Component 1 is a systematic signal that depends on two input parameters ($t$ and $\theta$ following Aigrain) and component 2 is a quasiperiodic oscillation that is the target of our analysis.
In [3]:
import numpy as np
import matplotlib.pyplot as plt
from george import kernels
np.random.seed(42)
N = 256
t = np.sort(np.random.uniform(0, 10, N))
theta = np.random.uniform(-np.pi, np.pi, N)
X = np.vstack((t, theta)).T
yerr = np.random.uniform(0.05, 0.25, N)
kernel1 = 2.0 * kernels.Matern32Kernel([5.0, 0.5], ndim=2)
kernel2 = 2.0 * kernels.ExpSine2Kernel(gamma=10.0, log_period=np.log(5.), ndim=2, axes=0)
kernel2 *= kernels.ExpSquaredKernel([15.0], ndim=2, axes=0)
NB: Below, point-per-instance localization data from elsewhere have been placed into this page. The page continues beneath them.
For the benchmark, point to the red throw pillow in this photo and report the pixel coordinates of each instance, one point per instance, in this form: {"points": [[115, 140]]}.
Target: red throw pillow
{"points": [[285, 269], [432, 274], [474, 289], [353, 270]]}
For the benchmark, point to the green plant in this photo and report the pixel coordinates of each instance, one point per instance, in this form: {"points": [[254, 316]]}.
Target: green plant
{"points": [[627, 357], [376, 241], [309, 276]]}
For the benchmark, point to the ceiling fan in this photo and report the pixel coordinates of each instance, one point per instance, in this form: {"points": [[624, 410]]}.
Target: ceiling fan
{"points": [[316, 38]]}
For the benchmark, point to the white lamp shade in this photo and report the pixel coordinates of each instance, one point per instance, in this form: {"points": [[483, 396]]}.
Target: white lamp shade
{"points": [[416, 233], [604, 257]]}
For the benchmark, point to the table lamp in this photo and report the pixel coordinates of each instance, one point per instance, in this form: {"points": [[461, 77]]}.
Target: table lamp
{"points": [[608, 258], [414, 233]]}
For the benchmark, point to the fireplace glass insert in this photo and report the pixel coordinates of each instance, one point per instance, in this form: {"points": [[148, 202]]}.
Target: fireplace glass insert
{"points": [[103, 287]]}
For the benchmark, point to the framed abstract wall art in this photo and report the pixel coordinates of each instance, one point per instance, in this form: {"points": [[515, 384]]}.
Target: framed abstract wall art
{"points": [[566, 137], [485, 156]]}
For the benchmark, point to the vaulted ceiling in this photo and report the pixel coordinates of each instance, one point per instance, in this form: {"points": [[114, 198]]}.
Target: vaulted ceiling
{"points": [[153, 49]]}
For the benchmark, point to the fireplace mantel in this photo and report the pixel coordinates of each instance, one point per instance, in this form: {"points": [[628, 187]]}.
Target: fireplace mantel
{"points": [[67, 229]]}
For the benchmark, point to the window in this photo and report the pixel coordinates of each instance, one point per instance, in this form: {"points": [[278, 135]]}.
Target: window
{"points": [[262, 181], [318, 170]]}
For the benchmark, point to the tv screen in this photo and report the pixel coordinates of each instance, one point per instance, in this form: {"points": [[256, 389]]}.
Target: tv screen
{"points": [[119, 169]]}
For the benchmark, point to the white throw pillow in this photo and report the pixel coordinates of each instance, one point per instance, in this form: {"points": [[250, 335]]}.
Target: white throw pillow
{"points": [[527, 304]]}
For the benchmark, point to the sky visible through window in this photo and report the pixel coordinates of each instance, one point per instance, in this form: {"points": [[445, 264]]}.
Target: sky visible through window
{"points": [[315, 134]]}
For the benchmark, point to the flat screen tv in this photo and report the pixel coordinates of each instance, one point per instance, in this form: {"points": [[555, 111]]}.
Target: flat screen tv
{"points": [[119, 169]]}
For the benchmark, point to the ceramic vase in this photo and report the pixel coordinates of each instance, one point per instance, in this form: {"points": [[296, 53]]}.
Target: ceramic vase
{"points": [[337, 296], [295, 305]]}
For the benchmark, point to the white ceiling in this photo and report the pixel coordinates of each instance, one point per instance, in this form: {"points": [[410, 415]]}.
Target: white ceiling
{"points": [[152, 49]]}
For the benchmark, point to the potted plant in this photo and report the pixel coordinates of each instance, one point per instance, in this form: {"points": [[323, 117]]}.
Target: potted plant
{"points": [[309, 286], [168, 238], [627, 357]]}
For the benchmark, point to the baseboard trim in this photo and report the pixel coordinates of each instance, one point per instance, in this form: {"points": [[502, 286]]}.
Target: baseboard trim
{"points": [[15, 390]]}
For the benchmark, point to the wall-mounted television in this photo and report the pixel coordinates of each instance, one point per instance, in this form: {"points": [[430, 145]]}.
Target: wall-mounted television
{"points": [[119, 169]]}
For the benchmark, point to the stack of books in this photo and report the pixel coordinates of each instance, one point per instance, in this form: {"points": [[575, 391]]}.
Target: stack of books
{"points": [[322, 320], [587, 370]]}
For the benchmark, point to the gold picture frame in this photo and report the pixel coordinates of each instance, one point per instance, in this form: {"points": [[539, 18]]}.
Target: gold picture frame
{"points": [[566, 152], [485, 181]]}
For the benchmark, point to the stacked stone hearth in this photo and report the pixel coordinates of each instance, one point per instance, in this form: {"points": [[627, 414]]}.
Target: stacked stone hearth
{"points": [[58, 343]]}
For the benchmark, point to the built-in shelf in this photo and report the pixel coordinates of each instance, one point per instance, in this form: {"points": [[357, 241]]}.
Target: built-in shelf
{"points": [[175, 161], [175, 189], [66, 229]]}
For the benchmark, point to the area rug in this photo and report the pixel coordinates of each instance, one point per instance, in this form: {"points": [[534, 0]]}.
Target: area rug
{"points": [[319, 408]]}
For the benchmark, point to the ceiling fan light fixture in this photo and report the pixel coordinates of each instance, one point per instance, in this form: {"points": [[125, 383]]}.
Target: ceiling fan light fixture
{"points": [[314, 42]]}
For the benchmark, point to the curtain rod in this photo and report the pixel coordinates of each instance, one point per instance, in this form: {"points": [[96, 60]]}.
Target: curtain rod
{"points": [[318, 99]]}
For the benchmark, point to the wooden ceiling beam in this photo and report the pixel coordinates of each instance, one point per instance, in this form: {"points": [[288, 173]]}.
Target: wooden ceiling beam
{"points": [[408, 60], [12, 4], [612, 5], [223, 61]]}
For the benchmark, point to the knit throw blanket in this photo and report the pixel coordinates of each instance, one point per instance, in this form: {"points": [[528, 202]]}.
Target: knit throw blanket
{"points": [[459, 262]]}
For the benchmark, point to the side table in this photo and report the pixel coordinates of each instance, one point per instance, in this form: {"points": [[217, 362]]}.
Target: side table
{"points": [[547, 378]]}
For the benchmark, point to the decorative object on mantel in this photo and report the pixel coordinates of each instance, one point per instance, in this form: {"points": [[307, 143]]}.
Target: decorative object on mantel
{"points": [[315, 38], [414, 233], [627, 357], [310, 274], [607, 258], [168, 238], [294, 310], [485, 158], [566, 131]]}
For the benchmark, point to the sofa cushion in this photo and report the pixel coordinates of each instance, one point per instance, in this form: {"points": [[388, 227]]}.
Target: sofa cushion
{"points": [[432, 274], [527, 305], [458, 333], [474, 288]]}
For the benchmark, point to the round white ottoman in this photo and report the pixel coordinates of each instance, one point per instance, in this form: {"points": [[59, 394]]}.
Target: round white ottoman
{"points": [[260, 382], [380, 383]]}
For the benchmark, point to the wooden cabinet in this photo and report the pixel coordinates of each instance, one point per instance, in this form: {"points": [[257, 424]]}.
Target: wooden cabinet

kernel = kernel1 + kernel2
gp = george.GP(kernel)
y = gp.sample(X)
y += yerr * np.random.randn(N)
gp.compute(X, yerr)
plt.errorbar(t, y, yerr=yerr, fmt=".k", capsize=0)
plt.ylim(-6.5, 6.5)
plt.xlim(0, 10)
plt.xlabel("t")
plt.ylabel("y");
The physical (oscillatory) component is not obvious in this dataset because it is swamped by the systematics. Now, we'll find the maximum likelihood hyperparameters by numerically minimizing the negative log-likelihood function.
In [4]:
from scipy.optimize import minimize
def nll(params):
gp.set_parameter_vector(params)
l = gp.log_likelihood(y, quiet=True)
g = gp.grad_log_likelihood(y, quiet=True)
return -l, -g
params = gp.get_parameter_vector()
params += 0.05*np.random.randn(len(params))
soln = minimize(nll, params, jac=True)
gp.set_parameter_vector(soln.x)
print(soln.success, soln.x)
Now let's use the trick from above to compute the prediction of component 1 and remove it to see the periodic signal.
In [5]:
# Compute the predictive means - note the "kernel" argument
mu1 = gp.predict(y, X, return_cov=False, kernel=kernel1)
mu2 = gp.predict(y, X, return_cov=False, kernel=kernel2)
plt.plot(t, y, ".k", mec="none", alpha=0.3)
plt.plot(t, y - mu1, ".k")
plt.plot(t, mu2)
plt.ylim(-6.5, 6.5)
plt.xlim(0, 10)
plt.xlabel("t")
plt.ylabel("y");
In this plot, the original dataset is plotted in light gray points and the "de-trended" data with component 1 removed is plotted as black points. The prediction of the GP model for component 2 is shown as a blue line.
In [ ]: